A nod. The man regarded Laney with utmost gravity.

“From Lo/Rez? The band?” Half Irish, half Chinese. A broken nose, never repaired. Long green eyes.

“What do I think of him?”

In Kathy Torrance’s system of things, the singer had been reserved a special disdain. She had viewed him as a living fossil, an annoying survival from an earlier, less evolved era. He was at once massively and meaninglessly famous, she maintained, just as he was both massively and meaninglessly wealthy. Kathy thought of celebrity as a subtle fluid, a universal element, like the phlogiston of the ancients, something spread evenly at creation through all the universe, but prone now to accrete, under specific conditions, around certain individuals and their careers. Rez, in Kathy’s view, had simply lasted far too long. Monstrously long. He was affecting the unity of her theory. He was defying the proper order of the food chain. Perhaps there was nothing big enough to eat him, not even Slitscan. And while Lo/Rez, the band, still extruded product on an annoyingly regular basis, in a variety of media, their singer stubbornly refused to destroy himself, murder someone, become active in politics, admit to an interesting substance-abuse problem or an arcane sexual addiction-indeed to do anything at all worthy of an opening segment on Slitscan. He glimmered, dully perhaps, but steadily, just beyond Kathy Torrance’s reach. Which was, Laney had always assumed, the real reason for her hating him so.
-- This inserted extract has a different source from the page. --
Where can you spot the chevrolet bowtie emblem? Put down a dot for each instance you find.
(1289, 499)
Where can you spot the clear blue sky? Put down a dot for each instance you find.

“Well,” Laney said, after some thought, and feeling a peculiar compulsion to attempt a truthful answer, “I remember buying their first album. When it came out.”

“Title?” The one-eared man grew graver still.

“Lo Rez Skyline,” Laney said, grateful for whatever minute synaptic event had allowed the recall. “But I couldn’t tell you how many they’ve put out since.” “Twenty-six, not counting compilations,” said Mr. Yamazaki, straightening his glasses.

Laney felt the pills he’d taken, the ones that were supposed to cushion the jet lag, drop out from under him like some kind of rotten pharmacological scaffolding. The walls of the Trial seemed to grow closer.

“If you aren’t going to tell me what this is about,” he said to the one-eared man, “I’m going back to the hotel. I’m tired.”

“Keith Alan Blackwell,” extending his hand. Laney allowed his own to be taken and briefly shaken. The man’s palm felt like a piece of athletic equipment. “Keithy.’ We’ll have a few drinks and a little chat.”

“First you tell me whether or not you’re from Paragon-Asia,” Laney suggested.

“Firm in question’s a couple of lines of code in a machine in a backroom in Lygon Street,” Blackwell said. “A dummy, but you could say it’s our dummy, if that makes you feel better.”

“I’m not sure it does,” Laney said. “You fly me over to interview for a job, now you’re telling me the company I’m supposed to be interviewing for doesn’t exist.”

“It exists,” said Keith Alan Blackwell. “It’s on the machine in Lygon Street.”

A waitress arrived. She wore a shapeless gray cotton boilersuit and cosmetic bruises.

“Big draft. Kirin. Cold one. What’s yours, Laney?”

“Iced coffee.”

“Coke Lite, please,” said the one who’d introduced himself as Yamazaki.

“Fine,” said the earless Blackwell, glumly, as the waitress vanished into the gloom.

“I’d appreciate it if you could explain to me what we’re doing here,” Laney said. He saw that Yamazaki was scribbling frantically on the screen of a small notebook, the lightpen flashing faintly in the dark. “Are you taking this down?” Laney asked. “Sorry, no. Making note of waitress’ costume.”